Ruling in Authors Guild, Inc. v. HathiTrust, No. 12-4547, 2014 U.S. App. Lexis 10803 (2d Cir. Jun. 10, 2014), the justices paved the way for a similar finding in litigation now pending against Google Corp. for funding and managing a similar operation on a wider scale.

The defendants in the case represent a consortium of libraries engaged in a joint project. As of June 2014, there were 80 universities, colleges and other non-profit organizations participating in HathiTrust, and over 10 million works — of various ages, languages and subject matters — available in the digital Library.

One of the primary reasons the court ruled as it did was that it found that the fact that the project makes the text of the works electronically searchable is a “transformative” undertaking. There are special provisions in copyright law protecting uses that add a valuable purpose to the underlying work.

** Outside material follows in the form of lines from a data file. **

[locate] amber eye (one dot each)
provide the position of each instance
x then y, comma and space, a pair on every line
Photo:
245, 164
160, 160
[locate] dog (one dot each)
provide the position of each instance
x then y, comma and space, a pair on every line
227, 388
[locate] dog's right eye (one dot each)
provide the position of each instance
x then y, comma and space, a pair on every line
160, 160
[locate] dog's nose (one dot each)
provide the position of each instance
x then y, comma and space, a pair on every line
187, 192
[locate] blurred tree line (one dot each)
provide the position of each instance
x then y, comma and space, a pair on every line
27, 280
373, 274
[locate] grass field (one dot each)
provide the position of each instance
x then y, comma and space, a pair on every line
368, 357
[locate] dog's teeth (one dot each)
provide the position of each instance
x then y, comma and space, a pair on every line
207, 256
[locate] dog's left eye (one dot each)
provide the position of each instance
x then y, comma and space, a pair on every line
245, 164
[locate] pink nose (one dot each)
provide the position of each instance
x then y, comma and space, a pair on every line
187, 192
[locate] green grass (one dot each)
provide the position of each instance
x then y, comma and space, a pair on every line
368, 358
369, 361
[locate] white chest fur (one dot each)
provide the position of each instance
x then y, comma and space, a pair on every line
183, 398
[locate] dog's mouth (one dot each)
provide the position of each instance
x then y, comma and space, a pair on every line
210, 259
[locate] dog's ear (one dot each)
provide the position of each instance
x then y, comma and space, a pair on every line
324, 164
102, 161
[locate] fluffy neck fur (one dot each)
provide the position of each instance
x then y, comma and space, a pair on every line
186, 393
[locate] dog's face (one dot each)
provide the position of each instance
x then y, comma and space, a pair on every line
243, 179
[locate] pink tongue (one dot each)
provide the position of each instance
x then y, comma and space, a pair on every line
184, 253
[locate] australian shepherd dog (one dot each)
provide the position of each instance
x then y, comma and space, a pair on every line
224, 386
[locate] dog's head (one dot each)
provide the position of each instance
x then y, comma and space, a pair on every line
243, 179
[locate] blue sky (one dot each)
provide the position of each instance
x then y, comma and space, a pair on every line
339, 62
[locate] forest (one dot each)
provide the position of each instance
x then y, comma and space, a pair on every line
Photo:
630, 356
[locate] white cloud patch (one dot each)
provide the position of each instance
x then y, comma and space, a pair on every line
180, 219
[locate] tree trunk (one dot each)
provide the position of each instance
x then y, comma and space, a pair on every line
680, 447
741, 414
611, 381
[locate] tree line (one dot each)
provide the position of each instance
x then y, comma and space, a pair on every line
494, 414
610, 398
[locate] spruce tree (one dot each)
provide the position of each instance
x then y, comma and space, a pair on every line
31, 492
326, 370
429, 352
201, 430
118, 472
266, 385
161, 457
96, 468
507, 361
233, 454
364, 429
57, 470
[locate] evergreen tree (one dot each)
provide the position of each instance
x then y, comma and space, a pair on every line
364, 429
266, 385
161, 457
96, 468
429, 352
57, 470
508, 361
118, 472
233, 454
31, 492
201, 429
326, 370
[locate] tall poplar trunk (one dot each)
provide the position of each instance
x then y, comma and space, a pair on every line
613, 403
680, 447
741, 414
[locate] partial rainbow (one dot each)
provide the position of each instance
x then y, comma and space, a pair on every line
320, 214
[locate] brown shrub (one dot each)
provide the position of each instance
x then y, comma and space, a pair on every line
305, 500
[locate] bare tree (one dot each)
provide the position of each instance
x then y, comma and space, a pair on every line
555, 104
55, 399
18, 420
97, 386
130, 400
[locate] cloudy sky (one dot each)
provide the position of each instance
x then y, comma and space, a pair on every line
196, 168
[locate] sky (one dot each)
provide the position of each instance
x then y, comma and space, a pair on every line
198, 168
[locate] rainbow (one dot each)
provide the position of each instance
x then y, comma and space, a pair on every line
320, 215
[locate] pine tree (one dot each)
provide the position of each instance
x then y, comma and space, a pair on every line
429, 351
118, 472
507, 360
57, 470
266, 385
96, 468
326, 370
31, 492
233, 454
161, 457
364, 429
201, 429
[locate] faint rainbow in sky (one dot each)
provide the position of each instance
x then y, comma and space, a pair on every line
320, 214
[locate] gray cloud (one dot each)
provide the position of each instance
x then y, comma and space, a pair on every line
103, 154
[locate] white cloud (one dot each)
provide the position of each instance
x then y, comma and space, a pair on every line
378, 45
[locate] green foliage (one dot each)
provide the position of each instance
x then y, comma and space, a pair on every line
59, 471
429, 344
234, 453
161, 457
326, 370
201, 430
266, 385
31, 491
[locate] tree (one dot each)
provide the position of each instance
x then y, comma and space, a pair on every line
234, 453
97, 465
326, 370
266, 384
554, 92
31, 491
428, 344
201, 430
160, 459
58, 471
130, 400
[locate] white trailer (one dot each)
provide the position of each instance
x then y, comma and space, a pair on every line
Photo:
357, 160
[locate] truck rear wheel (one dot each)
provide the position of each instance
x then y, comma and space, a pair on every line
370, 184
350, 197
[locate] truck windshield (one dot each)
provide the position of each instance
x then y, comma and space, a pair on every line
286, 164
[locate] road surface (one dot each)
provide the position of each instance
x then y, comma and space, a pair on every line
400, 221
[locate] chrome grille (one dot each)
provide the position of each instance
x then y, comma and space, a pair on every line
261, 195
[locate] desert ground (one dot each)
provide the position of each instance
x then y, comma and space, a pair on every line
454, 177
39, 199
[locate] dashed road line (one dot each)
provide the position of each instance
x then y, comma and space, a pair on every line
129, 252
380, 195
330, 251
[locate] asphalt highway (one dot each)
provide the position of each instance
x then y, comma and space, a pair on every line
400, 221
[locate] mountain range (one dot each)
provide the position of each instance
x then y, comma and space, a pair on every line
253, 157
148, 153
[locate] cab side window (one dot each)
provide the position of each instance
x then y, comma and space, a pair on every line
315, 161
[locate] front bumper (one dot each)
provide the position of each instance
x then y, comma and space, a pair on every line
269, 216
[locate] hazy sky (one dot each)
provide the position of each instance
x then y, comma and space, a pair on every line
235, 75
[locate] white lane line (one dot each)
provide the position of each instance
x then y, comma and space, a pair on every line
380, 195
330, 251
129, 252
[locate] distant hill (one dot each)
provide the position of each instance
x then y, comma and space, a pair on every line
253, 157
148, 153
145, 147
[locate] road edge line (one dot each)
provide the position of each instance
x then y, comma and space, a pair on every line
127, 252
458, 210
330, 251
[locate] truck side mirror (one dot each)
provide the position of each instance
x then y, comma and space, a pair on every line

It also noted that search results obtained from the Library’s digital copies would not include any portion of the copyrighted works. Results include only the name of the work, the page number(s) on which a search term appears, and the number of times a search term appears on each page. Interestingly, this differs in the Google case, which is pending in the same court, because Google’s results return snippets of content surrounding the found terms.